I 👍 @jni suggested changes, I would also make order default to None corresponding to the (0, 1, 2).

[ksugar]

Hi @jni thank you for your feedback! _euler_rotation(axis, angle) In your PR #5188 generates a base rotation matrix in a smart way! It's amazing! I would like to adopt your function instead of my current implementation.

I would like to confirm about the _euler_rotation_matrix(angles, axes). The order of rotations is different from what I expected.

R = np.eye(dim)
for i, angle in zip(axes, angles):
    R = R @ _euler_rotation(i, angle)

will generate R = R_0 @ R_1 @ R_2. If it is applied to a vector (e.g. R @ V), the rotations will be applied in the order R_2 -> R_1 -> R_0 (from right to left), which is opposite from my expectation.

R = np.eye(3)
if intrinsic:
    for i, angle in zip(axes, angles):
        R = _euler_rotation(i, angle) @ R
    R = R.T
else:
    for i, angle in zip(axes, angles):
        R = _euler_rotation(i, angle).T @ R

works perfectly in my case, where the transpose operation .T is required to convert from the rotations for axes to for positions.

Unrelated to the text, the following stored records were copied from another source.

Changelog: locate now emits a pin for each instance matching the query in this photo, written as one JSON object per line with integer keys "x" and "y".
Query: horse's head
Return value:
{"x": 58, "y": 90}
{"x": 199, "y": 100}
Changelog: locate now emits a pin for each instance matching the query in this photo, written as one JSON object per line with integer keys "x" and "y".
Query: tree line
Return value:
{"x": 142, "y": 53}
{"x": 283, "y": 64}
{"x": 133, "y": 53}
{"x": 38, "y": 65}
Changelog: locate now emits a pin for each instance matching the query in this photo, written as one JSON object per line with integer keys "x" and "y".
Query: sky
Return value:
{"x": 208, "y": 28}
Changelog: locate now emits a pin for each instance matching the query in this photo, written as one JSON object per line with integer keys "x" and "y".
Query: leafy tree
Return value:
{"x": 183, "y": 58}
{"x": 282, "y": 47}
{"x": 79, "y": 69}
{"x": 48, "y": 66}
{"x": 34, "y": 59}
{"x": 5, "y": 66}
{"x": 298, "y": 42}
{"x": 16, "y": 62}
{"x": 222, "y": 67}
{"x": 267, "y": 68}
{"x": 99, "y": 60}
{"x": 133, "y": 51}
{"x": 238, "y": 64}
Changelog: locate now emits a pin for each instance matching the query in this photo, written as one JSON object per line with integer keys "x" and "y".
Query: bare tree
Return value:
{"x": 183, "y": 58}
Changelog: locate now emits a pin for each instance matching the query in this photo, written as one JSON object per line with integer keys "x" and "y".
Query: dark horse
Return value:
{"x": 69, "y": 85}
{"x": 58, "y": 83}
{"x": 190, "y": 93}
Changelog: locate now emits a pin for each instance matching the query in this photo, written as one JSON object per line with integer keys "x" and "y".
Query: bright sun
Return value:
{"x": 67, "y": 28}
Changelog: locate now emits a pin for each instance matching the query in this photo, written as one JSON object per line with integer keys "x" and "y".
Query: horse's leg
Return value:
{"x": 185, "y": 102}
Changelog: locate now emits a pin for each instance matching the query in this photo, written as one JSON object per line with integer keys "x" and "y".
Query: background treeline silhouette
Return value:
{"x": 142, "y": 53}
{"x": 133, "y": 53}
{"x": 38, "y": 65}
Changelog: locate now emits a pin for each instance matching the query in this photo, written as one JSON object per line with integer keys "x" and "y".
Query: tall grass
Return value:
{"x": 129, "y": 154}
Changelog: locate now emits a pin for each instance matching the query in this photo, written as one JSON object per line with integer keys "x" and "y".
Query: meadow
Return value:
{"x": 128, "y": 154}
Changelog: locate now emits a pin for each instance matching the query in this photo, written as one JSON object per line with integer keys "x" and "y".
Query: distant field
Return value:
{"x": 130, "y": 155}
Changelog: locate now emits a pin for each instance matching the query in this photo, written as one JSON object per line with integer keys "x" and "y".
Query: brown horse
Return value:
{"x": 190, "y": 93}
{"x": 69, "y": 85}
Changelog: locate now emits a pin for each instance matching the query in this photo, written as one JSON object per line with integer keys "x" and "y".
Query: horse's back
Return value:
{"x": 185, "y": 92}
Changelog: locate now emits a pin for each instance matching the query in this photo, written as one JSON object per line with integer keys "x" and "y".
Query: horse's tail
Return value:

I would also like to use the term axes instead of order to avoid complication.

[ksugar]

@rfezzani I will follow the same convention as @jni, thanks for your feedback!

[jni]

Hahaha "your function is amazing! btw, it is also wrong." 😂

I think you are almost certainly right @ksugar! 🤦 Would be great if @grlee77, @stefanv or @rfezzani could check the above, as I'm a total newcomer to 3D rotations and they make my head hurt. 😕 But by my reading, we did get it wrong in #5188, even after much discussion. 😂

Thanks @ksugar!

[ksugar]

@jni actually your code is great 👍 I'm learning a lot of techniques from your code!
I agree that dealing with 3D rotations is a tough work... ellipsoid_coords() is now working as a test component of the PR #5188. It's nice we work on the complementary topics at the same time!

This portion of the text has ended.